Example 2: Analysis from visual field data from a cross-sectional study
Data were from 394 eyes of 197 patients aged 65 years or older who were seen for glaucoma treatment or were evaluated for a possible diagnosis of glaucoma in the Glaucoma Consultation Service of the Massachusetts Eye and Ear Infirmary. All patients had perimetry via an Octopus perimeter (Haag-Streit AG, Koeniz, Switzerland[AU: confirm?]) in each eye.7–8 The percentage of normal visual field in an eye was calculated as the average threshold in the central 30° standardized by the normal value for a 65-year-old person. Distance visual acuity was assessed with the use of spectacles with and without pinhole, and the better of the two measures was taken as the Snellen visual acuity in an eye. Visual acuity was then transformed to a measure of percent impairment. Other measures assessed at the glaucoma examination included lens status in each eye and history of systemic hypertension. We are interested in determining the factors associated with visual field data, including person-specific factors (age, sex, and hypertension status) and eye-specific factors (lens status and visual acuity).
RESULTS
Comparison of refractive error in study eyes with CNV and fellow eyes without CNV in the CATT
Among 1,185 CATT participants randomized, 355 participants had active CNV only in the study eye and were pseudophakic in both eyes at baseline. The distributions of baseline refractive error in study eyes with CNV and their fellow eyes without CNV are shown in Figure 1.

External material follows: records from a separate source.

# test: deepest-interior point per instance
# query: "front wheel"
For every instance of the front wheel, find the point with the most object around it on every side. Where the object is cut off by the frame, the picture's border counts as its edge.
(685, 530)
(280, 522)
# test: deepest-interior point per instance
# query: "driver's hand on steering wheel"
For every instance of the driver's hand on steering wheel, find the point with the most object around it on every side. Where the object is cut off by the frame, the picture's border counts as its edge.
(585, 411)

Because of the paired design (study eye with CNV, fellow eye without CNV) and the fact that the distribution of baseline refractive error is approximately normally distributed, the simplest analysis is to use a paired t-test to assess the mean difference in refractive error between study eyes and fellow eyes.

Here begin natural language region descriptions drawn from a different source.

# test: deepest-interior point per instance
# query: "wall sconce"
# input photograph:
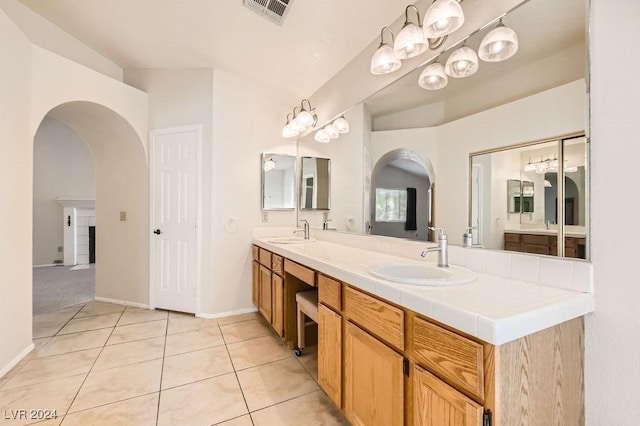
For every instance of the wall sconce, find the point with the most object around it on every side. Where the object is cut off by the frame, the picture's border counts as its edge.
(384, 61)
(332, 130)
(499, 44)
(410, 41)
(301, 119)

The mean baseline refractive error was 0.12D (standard deviation, SD 1.17D) in study eyes with CNV, and −0.03D (SD 1.21D) in the fellow eyes without CNV. The inter-class correlation coefficient between the study eyes and fellow eyes was 0.43 (95% confidence interval, CI, 0.35–0.52), so the statistical analysis needs to account for the inter-eye correlation in baseline refractive error.

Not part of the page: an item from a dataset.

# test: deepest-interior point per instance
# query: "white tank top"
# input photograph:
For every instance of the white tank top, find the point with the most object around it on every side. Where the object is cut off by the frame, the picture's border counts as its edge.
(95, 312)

The mean difference between study eyes and fellow eyes was 0.15 (95% CI 0.02–0.28), and the paired t-test provided a P-value of 0.02. An equivalent analysis is to calculate the refractive error difference between paired study eye and fellow eye for each participant, then perform a one sample t-test on the differences (which had a symmetric distribution as shown in Figure 2) to test whether the mean difference was statistically different from 0 or not.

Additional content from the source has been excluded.